Bill: I have a laptop which has broken down—doesn't want to switch on any longer! Now my problem is this:

I had several files encrypted on this laptop—very important data to say the least! I used to back up my data onto a CD-RW using Windows XP's Backup Tool and I always left the data encrypted while backing up. Unfortunately I never backed up the private key and encryption certificate.

When I tried to restore my data onto another PC at work, the restore was successful, but I couldn't open the encrypted files. I have no access at all to my laptop, as it won't switch on. Is there any way that I could open the encrypted files?

Anthony: You might be in the clear. If the laptop was a member of an Active Directory domain, the encrypted files can be recovered.
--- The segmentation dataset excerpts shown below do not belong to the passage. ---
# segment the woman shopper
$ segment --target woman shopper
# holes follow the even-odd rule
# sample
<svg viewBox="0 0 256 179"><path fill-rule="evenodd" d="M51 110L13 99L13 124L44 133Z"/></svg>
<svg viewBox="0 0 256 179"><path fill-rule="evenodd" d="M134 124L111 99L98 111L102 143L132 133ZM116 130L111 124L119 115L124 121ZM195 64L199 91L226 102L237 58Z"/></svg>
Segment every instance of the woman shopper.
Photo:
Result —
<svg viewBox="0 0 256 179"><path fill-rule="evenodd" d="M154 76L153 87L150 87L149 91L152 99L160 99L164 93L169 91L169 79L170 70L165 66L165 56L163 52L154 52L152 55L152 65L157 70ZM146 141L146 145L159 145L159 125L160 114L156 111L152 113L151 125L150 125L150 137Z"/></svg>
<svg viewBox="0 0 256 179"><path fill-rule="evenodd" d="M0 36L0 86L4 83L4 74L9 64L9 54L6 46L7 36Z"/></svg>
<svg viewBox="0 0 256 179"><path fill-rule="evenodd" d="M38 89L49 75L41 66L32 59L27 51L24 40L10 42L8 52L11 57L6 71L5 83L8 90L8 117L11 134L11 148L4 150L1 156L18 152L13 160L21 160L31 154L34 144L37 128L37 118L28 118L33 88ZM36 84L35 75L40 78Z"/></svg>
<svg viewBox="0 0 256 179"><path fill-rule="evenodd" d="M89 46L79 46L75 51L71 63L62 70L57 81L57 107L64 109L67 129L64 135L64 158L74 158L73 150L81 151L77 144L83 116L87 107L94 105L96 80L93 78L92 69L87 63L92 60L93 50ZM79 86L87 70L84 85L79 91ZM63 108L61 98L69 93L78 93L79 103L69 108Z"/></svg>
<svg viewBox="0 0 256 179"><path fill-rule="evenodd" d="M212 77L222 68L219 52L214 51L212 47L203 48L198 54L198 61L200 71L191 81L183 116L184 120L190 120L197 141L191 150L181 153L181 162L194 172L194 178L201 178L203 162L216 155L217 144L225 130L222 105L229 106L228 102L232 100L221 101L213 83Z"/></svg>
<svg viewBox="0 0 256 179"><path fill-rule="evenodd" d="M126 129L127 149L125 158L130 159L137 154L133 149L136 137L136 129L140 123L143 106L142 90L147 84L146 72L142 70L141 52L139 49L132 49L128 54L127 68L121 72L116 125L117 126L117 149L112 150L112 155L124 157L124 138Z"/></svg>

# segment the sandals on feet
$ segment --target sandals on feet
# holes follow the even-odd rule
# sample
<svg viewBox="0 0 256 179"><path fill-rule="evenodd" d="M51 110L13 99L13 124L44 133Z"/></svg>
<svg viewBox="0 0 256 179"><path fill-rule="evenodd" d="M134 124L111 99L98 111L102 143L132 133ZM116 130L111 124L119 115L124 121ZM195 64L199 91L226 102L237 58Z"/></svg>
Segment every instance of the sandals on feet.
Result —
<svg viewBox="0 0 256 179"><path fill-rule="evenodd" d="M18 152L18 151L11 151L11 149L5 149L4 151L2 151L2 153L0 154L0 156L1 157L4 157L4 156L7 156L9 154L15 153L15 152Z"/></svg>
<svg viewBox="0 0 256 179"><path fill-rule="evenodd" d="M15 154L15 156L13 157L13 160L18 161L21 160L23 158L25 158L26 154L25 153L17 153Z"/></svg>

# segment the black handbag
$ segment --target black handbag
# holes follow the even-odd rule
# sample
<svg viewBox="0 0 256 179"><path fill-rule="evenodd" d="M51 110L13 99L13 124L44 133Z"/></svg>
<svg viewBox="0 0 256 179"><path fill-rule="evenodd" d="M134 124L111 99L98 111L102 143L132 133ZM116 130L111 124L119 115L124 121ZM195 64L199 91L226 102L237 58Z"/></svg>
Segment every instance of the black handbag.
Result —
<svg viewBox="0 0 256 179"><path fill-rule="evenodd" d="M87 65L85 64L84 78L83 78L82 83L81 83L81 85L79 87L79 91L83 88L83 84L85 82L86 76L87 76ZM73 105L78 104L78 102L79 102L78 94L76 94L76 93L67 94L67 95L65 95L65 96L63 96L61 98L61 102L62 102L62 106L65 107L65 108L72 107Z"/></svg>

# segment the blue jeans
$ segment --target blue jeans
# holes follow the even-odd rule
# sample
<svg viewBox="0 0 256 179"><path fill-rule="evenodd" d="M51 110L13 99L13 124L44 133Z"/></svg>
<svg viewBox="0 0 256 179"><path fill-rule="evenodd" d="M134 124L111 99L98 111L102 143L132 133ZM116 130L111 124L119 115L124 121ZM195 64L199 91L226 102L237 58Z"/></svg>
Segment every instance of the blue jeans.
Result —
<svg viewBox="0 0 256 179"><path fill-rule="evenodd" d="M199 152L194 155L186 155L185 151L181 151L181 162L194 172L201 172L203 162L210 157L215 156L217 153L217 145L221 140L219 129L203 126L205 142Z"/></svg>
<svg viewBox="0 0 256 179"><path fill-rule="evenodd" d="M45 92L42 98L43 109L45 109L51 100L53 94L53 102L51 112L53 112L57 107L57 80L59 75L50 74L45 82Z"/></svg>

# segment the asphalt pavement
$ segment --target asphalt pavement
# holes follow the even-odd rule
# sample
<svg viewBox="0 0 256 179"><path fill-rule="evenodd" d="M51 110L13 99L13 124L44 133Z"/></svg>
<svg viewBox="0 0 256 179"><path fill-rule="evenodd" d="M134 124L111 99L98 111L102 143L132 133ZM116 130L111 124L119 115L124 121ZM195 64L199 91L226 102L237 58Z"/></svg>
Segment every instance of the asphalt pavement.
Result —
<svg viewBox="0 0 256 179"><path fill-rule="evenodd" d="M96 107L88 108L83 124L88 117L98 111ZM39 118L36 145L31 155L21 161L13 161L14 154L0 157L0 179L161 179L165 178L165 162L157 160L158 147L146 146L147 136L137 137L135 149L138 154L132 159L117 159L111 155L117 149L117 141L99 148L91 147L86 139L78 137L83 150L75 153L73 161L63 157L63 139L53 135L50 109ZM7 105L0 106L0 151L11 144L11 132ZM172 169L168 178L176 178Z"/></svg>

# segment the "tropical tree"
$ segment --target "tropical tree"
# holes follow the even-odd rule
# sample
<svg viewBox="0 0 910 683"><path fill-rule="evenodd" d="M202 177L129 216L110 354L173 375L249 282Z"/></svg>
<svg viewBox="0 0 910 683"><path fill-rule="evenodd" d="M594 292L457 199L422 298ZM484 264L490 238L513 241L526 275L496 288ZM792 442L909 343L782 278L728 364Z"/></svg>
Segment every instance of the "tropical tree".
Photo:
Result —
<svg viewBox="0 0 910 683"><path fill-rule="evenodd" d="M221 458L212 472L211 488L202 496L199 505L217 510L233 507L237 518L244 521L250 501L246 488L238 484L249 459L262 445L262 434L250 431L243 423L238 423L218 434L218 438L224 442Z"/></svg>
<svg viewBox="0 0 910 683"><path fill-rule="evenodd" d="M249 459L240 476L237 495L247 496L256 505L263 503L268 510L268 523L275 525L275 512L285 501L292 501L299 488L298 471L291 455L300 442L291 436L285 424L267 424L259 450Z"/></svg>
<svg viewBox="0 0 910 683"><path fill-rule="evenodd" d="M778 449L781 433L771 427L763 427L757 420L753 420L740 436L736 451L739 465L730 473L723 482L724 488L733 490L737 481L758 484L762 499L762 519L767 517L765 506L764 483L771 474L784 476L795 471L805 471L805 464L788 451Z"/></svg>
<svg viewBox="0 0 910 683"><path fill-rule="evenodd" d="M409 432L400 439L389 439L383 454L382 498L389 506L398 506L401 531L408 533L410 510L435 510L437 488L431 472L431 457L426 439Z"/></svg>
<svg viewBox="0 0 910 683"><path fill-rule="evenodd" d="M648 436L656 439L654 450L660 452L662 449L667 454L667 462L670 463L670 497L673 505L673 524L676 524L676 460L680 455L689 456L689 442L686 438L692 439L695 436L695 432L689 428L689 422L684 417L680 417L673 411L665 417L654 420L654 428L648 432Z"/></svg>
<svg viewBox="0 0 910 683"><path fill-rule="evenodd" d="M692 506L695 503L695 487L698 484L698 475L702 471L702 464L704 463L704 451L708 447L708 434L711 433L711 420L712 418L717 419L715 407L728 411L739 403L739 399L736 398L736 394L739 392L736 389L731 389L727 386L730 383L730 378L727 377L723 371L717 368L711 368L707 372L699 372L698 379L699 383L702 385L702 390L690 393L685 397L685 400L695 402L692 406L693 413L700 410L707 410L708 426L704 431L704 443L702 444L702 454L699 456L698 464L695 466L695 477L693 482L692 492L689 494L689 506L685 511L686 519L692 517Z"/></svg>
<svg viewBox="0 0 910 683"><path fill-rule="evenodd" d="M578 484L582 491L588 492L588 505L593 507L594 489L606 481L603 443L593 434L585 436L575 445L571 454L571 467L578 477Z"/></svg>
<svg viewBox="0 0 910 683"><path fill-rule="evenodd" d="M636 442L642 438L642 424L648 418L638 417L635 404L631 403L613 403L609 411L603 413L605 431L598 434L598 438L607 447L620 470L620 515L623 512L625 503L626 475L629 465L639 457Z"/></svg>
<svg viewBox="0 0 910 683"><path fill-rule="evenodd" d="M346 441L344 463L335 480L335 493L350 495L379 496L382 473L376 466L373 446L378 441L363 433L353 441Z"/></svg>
First, some background: When you encrypt a file using the Encrypting File System, the EFS driver talks to the Microsoft Base Cryptographic Provider to get a random number from the Random Number Generator (RNG). This random number becomes the cipher key that EFS uses to encrypt the file.

Windows XP SP1 uses the Advanced Encryption Standard (AES) Rjindahl algorithm to encrypt the file. So does Windows Server 2003. Windows 2000 uses DESX or Triple-DES, where DES stands for the old Data Encryption Standard (now defunct). This may sound like geek trivia, but it could become important later.

To protect the portability of the files, EFS encrypts the cipher key used to encrypt the file and stores the key along with the file. To do this encryption, EFS uses a public key issued to the user by the Base Crypto Provider on the local machine. The private key, as you discovered, resides in the local profile of the user who encrypts the file.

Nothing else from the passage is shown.